The SI-Resource model predicts that a decrease in resource productivity
decreases infection prevalence (Fig. 5A), in part because host densities
also decrease with limited resources (Fig. 5C). Once a pathogen
establishes in a population, there is stabilizing feedback, where
pathogens suppress host density, increasing resources, and further
increasing transmission (Fig. S11). Therefore, in all scenarios of
sensitivity of pathogen transmissibility to resources (smaller values of
the half-saturation transmission constant (ht) increase
sensitivity of transmission rate (β) to resources), the model reaches
the same prevalence equilibrium. However, although population density
also stabilizes, impacts on host density are different for each
scenario: populations more sensitive to resources available will reach
smaller population sizes compared to less sensitive populations (Fig.
5C)
The SI-Environmental stress gradient models revealed that population
density decreases regardless of effects of stress on hosts
susceptibility due to increased mortality. But it exponentially
decreases host populations when transmission rate is sensitive to the
environmental factor (Fig. 5B and D). Specifically, when stress
increases host susceptibility (i.e., greater values of
βE), infection prevalence will increase rapidly (Fig.

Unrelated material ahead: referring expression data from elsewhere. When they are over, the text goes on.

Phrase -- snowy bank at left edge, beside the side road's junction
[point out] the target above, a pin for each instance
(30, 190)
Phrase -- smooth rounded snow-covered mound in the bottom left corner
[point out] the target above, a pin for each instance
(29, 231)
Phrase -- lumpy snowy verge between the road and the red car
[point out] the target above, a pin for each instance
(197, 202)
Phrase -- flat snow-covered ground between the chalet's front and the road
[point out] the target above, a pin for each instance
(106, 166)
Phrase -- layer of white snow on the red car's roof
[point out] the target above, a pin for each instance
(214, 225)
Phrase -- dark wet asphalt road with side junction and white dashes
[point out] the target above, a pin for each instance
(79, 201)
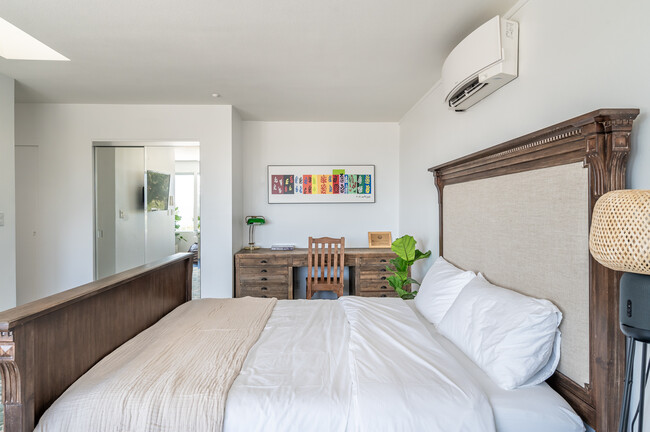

5B) but at the cost of increasing host mortality (Fig. 5D). Therefore,
infection prevalence will have a maximum at intermediate stress level
but will drop as population densities are too low to sustain
transmission. In contrast, as transmission is more negatively affected
by stressors (i.e., pathogens are negatively affected by stressors),
infection prevalence will quickly reach zero with increasing
environmental stress (Fig. 5B). But as stress increases and persists,
populations will decline after pathogen extirpation (Fig. 5D).
Importantly, our models suggest that high pathogen prevalence and/or
stressors can result in host population extinction.
Our models illustrate that consequences of stress gradients on disease
can depend on the sensitivity that host traits, such as births and
deaths, and shared host-pathogen traits, such as transmission (i.e., β)
have to stressors. Interestingly, and consistent with Lafferty & Holt
(2003) simulations, our models showed that increased environmental
stress generally decreased disease, mainly driven by host density
reductions. Although stress can make hosts more likely to become
infected at the individual level, at the population level, negative
impacts on host survival and reproduction may be driving pathogen and
host local extinctions (Lafferty & Holt 2003).